The term population genetics can be misleading, because populations do not have genes. Population-based genetic studies are wonderful tools to study the history and geography, the evolution of organisms as collections of breeding organisms — populations. These studies are much less appropriate to tackle physiological and pathological problems, because genes operate in individuals, not populations. Of course, they can be very helpful, at a small scale, in rare cases of phenotypic and genetic homogeneity, but these are in many ways more patient-based than population-based studies. The bottom line is that physiology and pathology operate at the level of single individuals.
JCI: The ASCI’s honor of the Korsmeyer award comes shortly after your election to the National Academy of Medicine and the National Academy of Sciences last year. What have these accolades meant to you?

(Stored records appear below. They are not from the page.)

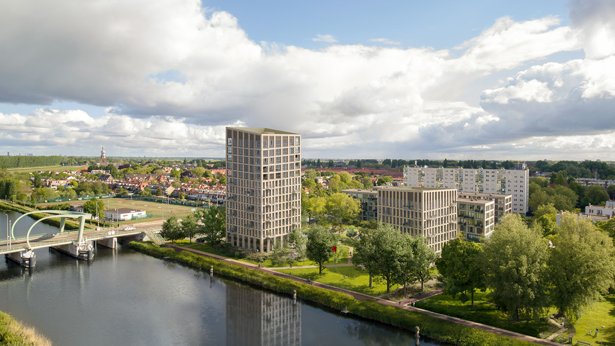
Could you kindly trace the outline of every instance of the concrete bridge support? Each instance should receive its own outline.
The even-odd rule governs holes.
[[[96,244],[102,245],[109,249],[116,249],[117,247],[117,238],[115,237],[103,238],[100,240],[97,240]]]
[[[76,259],[91,260],[94,258],[94,247],[92,241],[87,240],[82,241],[81,243],[73,241],[70,244],[57,245],[52,247]]]
[[[36,265],[36,255],[32,250],[11,252],[4,255],[4,256],[17,264],[27,268],[32,268]]]

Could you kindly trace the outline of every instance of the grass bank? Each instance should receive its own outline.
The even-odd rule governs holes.
[[[416,306],[535,337],[546,337],[558,330],[546,318],[541,318],[539,322],[531,318],[518,321],[510,321],[502,310],[496,309],[495,305],[488,299],[488,293],[480,291],[474,293],[474,308],[470,307],[469,301],[462,303],[458,295],[453,297],[448,294],[438,294],[419,300],[416,302]]]
[[[0,346],[50,346],[51,341],[36,329],[0,312]]]
[[[12,204],[9,203],[6,203],[5,202],[0,202],[0,211],[15,211],[17,212],[20,212],[22,214],[26,214],[26,212],[30,212],[31,210],[27,209],[23,207],[16,206],[15,204]],[[41,212],[35,212],[34,214],[31,214],[28,216],[32,217],[35,220],[39,220],[45,217],[46,216],[49,216],[49,215],[43,214],[44,212],[41,211]],[[55,226],[56,227],[60,227],[60,219],[47,219],[47,220],[43,220],[41,221],[43,223],[47,223],[47,225],[51,225],[52,226]],[[64,229],[66,230],[78,230],[79,223],[71,221],[69,219],[66,219],[66,223],[64,227]]]
[[[604,300],[594,304],[574,323],[576,335],[573,339],[575,341],[600,345],[601,339],[605,346],[615,345],[615,297],[605,296],[604,297]],[[605,326],[603,329],[602,326]],[[595,332],[596,328],[598,328],[598,335]],[[589,331],[594,332],[589,335],[587,334]]]
[[[386,283],[377,283],[375,279],[372,280],[372,287],[370,287],[370,276],[355,267],[327,267],[322,270],[322,274],[318,273],[317,268],[280,269],[277,272],[304,279],[310,278],[319,283],[369,296],[379,296],[386,292]]]
[[[526,341],[458,324],[416,312],[384,305],[374,301],[357,300],[347,294],[300,283],[290,279],[279,278],[259,270],[200,256],[189,251],[177,252],[169,247],[135,241],[129,243],[128,245],[132,249],[146,254],[157,257],[168,256],[197,268],[207,270],[210,265],[213,265],[214,272],[217,275],[234,278],[289,296],[293,290],[296,290],[297,296],[300,298],[339,310],[347,307],[351,313],[356,316],[411,331],[414,330],[415,326],[419,326],[423,335],[444,342],[459,346],[534,345]]]

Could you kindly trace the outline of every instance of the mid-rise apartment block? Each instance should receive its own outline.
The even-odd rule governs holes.
[[[458,223],[464,238],[478,241],[495,229],[495,201],[488,199],[457,199]]]
[[[478,193],[476,192],[460,192],[458,194],[459,198],[466,199],[484,199],[493,201],[495,203],[495,222],[501,222],[502,218],[507,214],[512,212],[512,195],[499,195],[498,193]],[[458,206],[457,209],[459,209]]]
[[[226,241],[269,251],[301,227],[301,135],[226,127]]]
[[[340,191],[359,199],[361,203],[361,220],[369,221],[378,219],[378,193],[376,191],[361,188],[351,188]]]
[[[525,168],[519,165],[519,168]],[[459,192],[510,195],[512,212],[525,214],[530,199],[527,169],[478,169],[409,167],[403,169],[408,187],[456,188]]]
[[[457,237],[457,190],[453,188],[378,188],[378,221],[427,239],[436,252]]]

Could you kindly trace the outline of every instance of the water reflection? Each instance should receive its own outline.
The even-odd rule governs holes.
[[[301,304],[246,285],[227,283],[227,346],[300,346]]]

Casanova: These accolades mean a lot to me. The notion that severe infectious diseases of childhood can be caused by monogenic inborn errors of immunity — which was seen two decades ago as very unlikely, if not heretic by microbiologists, immunologists, geneticists, and pediatricians, in each case for a different reason — is increasingly accepted as a plausible theory, at least worth being further tested. The Korsmeyer award means that we did sufficiently well to see our work and underlying idea recognized by physician-scientists in various disciplines; it is a strong encouragement to do more and better.
Reference information: J Clin Invest. 2016;126(4):1137–1138. doi:10.1172/JCI86737.